Caring for the Chronically Ill

Change is coming in treatment and payment methods

JHC-May16-CVRThere are no easy answers to how providers should best care for the many Americans with chronic – and sometimes multiple chronic – diseases. Nor are there easy answers to how physicians and other caregivers, such as hospice or home care staff, should be compensated for these complex cases.

Even so, JHC readers should rest assured that change is coming on both counts.

In May 2015, U.S. Senate Committee Finance Chairman Orrin Hatch and Ranking Member Ron Wyden announced the formation of a bipartisan chronic care working group. Its mission was – and remains – to draw up policies for caring for the chronically ill that meet three goals:

  • Increase care coordination among individual providers across care settings.
  • Streamline Medicare’s current payment systems to incentivize the appropriate level of care for beneficiaries living with chronic diseases.
  • Facilitate the delivery of high-quality care, improve care transitions, produce stronger patient outcomes, increase program efficiency, and reduce growth in Medicare spending.

From August through October 2015, the working group collected 530 comments from stakeholders, and held 80 stakeholder meetings. Then, in December, it issued proposed six recommendations in a 30-page document, for which the group is now accepting public comments.
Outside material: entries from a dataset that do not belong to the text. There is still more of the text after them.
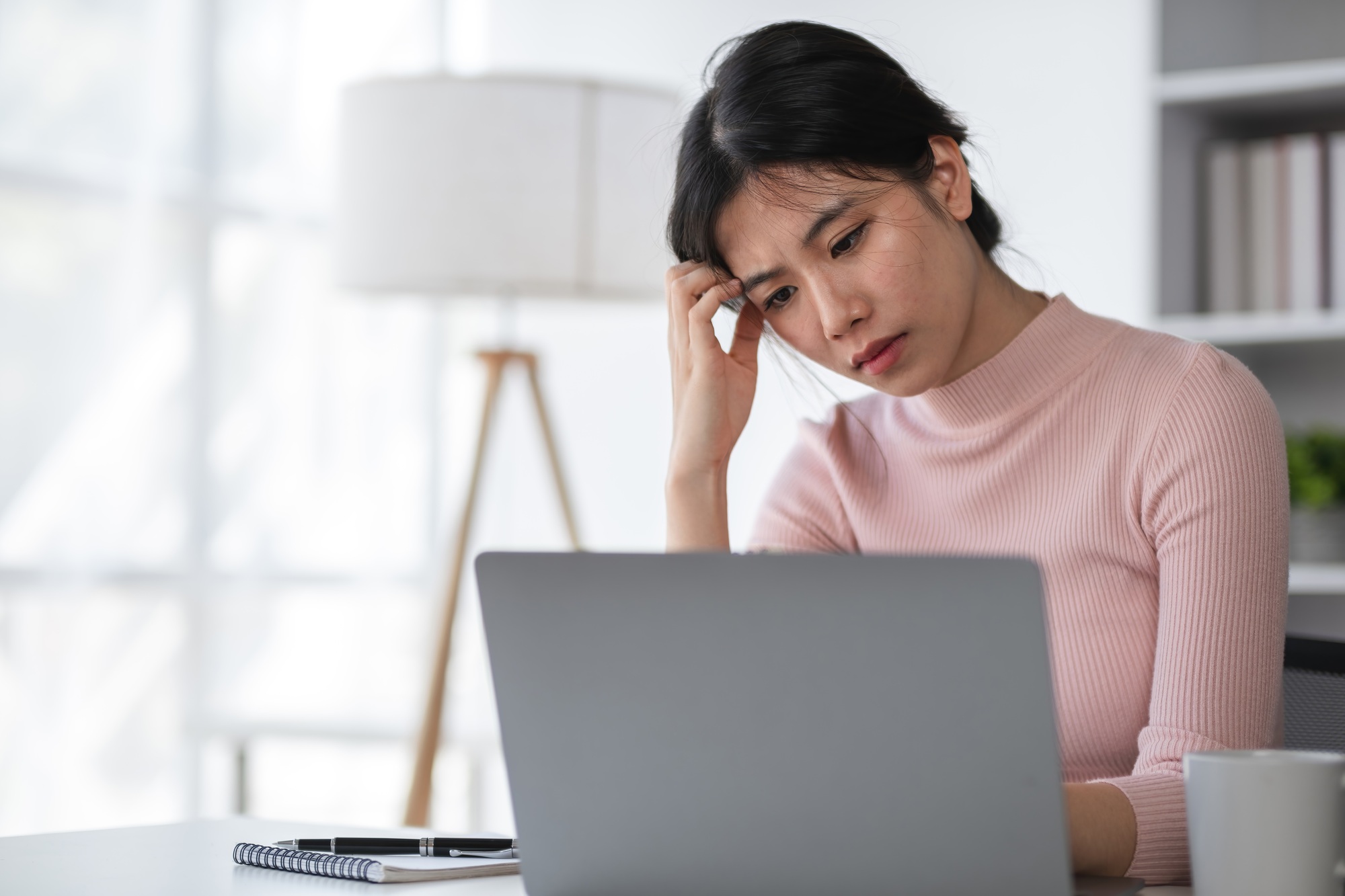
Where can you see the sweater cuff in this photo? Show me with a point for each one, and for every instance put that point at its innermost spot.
(1160, 803)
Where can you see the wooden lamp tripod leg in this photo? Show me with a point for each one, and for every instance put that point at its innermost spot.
(427, 745)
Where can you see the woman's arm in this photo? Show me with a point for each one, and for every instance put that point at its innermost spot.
(712, 399)
(1213, 498)
(1102, 829)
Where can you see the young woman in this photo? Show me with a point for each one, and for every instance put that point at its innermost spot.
(824, 193)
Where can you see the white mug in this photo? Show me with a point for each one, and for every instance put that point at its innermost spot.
(1266, 822)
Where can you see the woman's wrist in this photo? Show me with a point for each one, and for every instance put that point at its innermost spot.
(699, 509)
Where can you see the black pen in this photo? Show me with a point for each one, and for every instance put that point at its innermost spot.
(454, 846)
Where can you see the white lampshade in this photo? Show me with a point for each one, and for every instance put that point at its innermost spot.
(505, 185)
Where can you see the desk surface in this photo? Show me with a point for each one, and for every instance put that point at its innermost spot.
(197, 857)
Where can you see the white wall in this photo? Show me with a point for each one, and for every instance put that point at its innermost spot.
(1056, 96)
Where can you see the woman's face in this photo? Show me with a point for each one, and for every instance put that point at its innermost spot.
(863, 278)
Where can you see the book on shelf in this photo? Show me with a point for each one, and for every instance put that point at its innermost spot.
(1274, 220)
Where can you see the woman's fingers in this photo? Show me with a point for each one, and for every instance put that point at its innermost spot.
(701, 315)
(687, 284)
(747, 335)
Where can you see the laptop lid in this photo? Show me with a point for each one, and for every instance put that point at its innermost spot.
(777, 724)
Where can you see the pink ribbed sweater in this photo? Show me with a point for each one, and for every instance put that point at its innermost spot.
(1147, 477)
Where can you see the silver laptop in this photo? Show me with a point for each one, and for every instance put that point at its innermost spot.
(708, 724)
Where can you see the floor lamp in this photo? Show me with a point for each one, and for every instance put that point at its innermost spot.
(500, 186)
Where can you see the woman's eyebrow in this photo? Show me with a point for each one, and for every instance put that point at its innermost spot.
(758, 279)
(828, 214)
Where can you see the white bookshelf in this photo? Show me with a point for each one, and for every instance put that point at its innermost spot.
(1239, 103)
(1297, 83)
(1257, 329)
(1317, 579)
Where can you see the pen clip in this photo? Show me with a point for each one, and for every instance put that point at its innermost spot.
(497, 853)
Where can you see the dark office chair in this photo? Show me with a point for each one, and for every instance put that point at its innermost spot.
(1315, 694)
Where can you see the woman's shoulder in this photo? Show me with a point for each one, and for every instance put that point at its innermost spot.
(1168, 369)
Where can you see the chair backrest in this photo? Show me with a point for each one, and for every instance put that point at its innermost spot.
(1315, 694)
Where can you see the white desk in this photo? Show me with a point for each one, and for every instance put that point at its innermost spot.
(196, 858)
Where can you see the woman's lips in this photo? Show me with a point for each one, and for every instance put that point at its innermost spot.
(886, 357)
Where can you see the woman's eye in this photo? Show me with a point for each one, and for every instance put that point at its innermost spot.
(848, 241)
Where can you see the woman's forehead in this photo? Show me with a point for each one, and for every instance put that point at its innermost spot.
(783, 212)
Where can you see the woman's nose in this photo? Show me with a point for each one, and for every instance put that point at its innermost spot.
(840, 314)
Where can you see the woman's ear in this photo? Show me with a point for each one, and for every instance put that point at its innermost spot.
(950, 181)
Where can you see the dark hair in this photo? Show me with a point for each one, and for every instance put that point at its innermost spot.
(805, 95)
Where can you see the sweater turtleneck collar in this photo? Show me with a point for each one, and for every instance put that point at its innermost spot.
(1050, 350)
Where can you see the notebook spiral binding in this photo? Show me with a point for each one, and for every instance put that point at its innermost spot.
(323, 864)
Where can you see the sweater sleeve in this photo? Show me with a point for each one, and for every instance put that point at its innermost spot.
(804, 512)
(1214, 501)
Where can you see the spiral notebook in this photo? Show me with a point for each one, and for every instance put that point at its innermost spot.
(385, 869)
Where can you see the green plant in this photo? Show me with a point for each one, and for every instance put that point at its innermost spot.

  1. Receiving high-quality care at home. Home-based primary care teams allow providers to spend more time with their patients to better coordinate healthcare services, perform medical and functional assessments in a familiar and safe environment, and accept increased accountability for all aspects of the patient’s care plan, said the working group. This approach seeks to improve patient outcomes while reducing healthcare costs – often accomplished by preventing the need for more expensive care in institutional settings.
  1. Advancing team-based care. Today many chronically ill beneficiaries, particularly those enrolled in traditional Medicare, lack access to a proven, team-based care structure, said the working group. Providing such people with an interdisciplinary healthcare team is a model that, in certain settings and under specialized arrangements, can lead to stronger patient outcomes and reduced overall expenditures.
  1. Expanding innovation and technology. Innovation in benefit design and technology, such as telemedicine, can increase beneficiary access to services that are critical to improve chronic disease management.
  1. Identifying the chronically ill population and ways to improve quality. Plans and providers that participate in the Medicare program should be appropriately paid for and evaluated on the care that they provide to chronically ill Medicare beneficiaries, wrote the working group.
  1. Empowering individuals and caregivers in care delivery. Providing timely, accurate tools and information can empower Medicare beneficiaries to better manage their chronic diseases, concluded the group. These strategies can improve healthcare quality and outcomes, and reduce costs to both beneficiaries and the Medicare program.
  1. Other policies to improve care for the chronically ill. Certain gaps in knowledge should be due to their potential high impact on chronic disease management, the group recommended. Examples include studies of obesity drugs and medication synchronization.

Physicians respond
Among those responding to the working group’s recommendations was the American College of Physicians, which represents 143,000 internal medicine physicians, subspecialists and students.

The College supported many of the working group’s recommendations, including:

  • Improving access to chronic care and ensuring appropriate reimbursement for complex chronic care management.
  • Eliminating beneficiary cost-sharing for chronic care management services.
  • Integrating care for behavioral health conditions in a primary care setting.
  • Improving the process for development of quality measures for chronic conditions, including filling critical measure gaps.
  • Allowing increased flexibility for accountable care organizations (ACOs) to better design packages of services for patients with chronic conditions, support patient engagement, choose the best approach for patient attribution to meet their needs, and expand the use of telehealth to treat their patients with chronic conditions

The College also recommended that the Finance Committee consider:

  • Creating a new code bundle for diabetic care management.
  • Providing reimbursement for e-consultations between hospitalists and primary care physicians, and specialists and primary care physicians.
  • Expanding the implementation of the patient-centered medical home as a means of improving care for patients with chronic illness.
  • Delaying expansion of “Meaningful Use” to include activities involved in the coordination of the care of patients with chronic conditions until there is better evidence about the best ways to use health information technology to perform that coordination.